Horowitz tracks his own journey from being a successful technologist to someone who became dissatisfied with his ability to address the challenges he had set for himself. His humanities graduate education, he argues, became invaluable in exploring these deeper philosophical questions in a way his previous education could not. Perhaps Horowitz presents an overly romantic vision of the humanities. He acknowledges this to some degree, though I believe he is sincere in his accounting of the value his education has been to him. And no doubt, his personal, idiosyncratic journey from technology to philosophy may not be a blueprint for others to follow. I don't think he's asking anyone to take his life as a model.

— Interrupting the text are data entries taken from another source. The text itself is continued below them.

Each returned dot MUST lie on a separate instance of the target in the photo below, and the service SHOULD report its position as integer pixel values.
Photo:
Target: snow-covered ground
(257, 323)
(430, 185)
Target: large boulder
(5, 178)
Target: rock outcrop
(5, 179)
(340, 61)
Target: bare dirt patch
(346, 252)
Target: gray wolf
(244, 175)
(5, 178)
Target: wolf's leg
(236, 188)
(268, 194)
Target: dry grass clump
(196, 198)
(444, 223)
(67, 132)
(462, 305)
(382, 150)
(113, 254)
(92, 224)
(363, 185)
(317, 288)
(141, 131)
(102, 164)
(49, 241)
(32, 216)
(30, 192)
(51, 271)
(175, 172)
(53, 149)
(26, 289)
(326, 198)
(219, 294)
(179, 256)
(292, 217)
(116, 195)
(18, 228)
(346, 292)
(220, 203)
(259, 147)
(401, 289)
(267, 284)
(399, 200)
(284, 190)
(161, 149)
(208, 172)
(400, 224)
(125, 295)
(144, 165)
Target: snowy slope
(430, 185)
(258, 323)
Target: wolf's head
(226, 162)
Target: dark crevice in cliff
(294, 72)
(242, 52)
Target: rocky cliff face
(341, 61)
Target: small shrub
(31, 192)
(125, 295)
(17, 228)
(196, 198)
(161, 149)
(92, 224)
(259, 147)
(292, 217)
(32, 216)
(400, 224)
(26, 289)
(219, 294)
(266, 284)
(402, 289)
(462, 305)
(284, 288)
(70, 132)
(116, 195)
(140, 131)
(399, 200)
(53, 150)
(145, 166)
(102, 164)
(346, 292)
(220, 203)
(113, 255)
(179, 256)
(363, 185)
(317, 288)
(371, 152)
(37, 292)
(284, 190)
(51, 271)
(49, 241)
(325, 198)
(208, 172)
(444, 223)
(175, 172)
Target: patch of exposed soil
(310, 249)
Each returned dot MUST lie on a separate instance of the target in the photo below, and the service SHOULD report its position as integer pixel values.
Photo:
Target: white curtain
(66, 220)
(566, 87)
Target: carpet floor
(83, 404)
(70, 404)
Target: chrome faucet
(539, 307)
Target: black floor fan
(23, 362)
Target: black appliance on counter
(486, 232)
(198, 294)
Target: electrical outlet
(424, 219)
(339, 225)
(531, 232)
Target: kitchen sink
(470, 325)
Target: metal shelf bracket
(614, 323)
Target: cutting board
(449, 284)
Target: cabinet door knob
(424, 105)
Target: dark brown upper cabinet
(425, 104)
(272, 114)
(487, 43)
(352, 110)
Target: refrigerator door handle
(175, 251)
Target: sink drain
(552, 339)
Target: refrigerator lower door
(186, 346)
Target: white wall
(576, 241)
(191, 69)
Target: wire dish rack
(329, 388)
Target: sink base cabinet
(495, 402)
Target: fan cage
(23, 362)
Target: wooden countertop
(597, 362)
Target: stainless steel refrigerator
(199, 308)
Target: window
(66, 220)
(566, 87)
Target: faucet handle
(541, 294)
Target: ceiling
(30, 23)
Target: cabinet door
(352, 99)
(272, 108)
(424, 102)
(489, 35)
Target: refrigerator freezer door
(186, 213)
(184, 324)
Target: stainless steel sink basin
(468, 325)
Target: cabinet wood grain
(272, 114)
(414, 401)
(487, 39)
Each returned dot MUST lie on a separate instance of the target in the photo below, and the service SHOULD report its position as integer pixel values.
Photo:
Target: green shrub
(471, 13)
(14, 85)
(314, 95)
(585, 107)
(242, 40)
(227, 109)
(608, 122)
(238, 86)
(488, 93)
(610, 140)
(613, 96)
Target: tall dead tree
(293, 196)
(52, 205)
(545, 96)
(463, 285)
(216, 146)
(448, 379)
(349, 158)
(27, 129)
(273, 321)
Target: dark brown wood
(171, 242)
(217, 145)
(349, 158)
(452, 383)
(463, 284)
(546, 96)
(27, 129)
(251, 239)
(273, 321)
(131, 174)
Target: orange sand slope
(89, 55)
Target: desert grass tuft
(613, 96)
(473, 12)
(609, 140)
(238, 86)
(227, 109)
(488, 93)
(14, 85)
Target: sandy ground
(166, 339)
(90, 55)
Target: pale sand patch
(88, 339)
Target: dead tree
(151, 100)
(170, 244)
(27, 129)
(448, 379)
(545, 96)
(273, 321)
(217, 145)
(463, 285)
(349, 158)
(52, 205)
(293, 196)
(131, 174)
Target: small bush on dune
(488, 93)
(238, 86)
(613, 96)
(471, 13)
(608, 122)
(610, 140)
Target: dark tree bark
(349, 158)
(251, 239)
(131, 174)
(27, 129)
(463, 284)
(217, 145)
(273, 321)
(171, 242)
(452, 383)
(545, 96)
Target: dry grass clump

What is most interesting (and sadly telling) are the comments that follow the article in which various humanists take all manner of offense to Horowitz's suggestion that the humanities was actually useful for him as a technologist and might be valuable to other technologists as well. I'll just offer the first response as indicative of what generally follows in the 71 comments (at this moment) that follow:
While I appreciate a well-written defense of the value of the humanities, I resent that it takes someone who has a degree in a "more valuable" discipline to help/allow us to be taken seriously. Please don't take this personally, but it's frustrating that people in tech or business are taken more seriously when they talk about the value of the humanities than those of us who are "just" humanists.
Yes, heaven forbid that someone not in the humanities might find our work valuable. Certainly no humanists would ever be so rude as to find value in the sciences or in business or among technologists. The comments range from refuting Horowitz's suggestion that the humanities could be of any use to claiming injury from the suggestion that someone with a humanities phd might do something other than become an academic. Keep in mind that most of these comments appear to come from academics in the humanities.
Admitedly, it is an unfortunately surprising notion to most humanists that the humanities might serve as an intellectual means to address the challenges, problems, and opportunities that humans encounter in their lived experience. If, as the last century has suggested, humanists wish to be viewed like the sciences, conducting "pure research," then maybe we need "applied humanities." While I would be happy to nominate rhetoric as applied humanities, I'm not sure if or how rhetoric would make any use of "pure" humanities research, because in the humanities not only is research done without regard to how or if it might be applied, it is often done with a resolute insistence that it has and can have no application or value.
hmmm....
In any case, the sad little comment stream on this article tells you all you need to know about what is wrong with the humanities. In my view, of all the arenas of academic thought, the humanities most of all needs to be in/of the world. Maybe using the humanities to address technological problems isn't for everyone. Obviously not everyone is going to be an in-house philosopher at Google. But why should we be angry or even skeptical about the notion that the humanities might be of value to such people?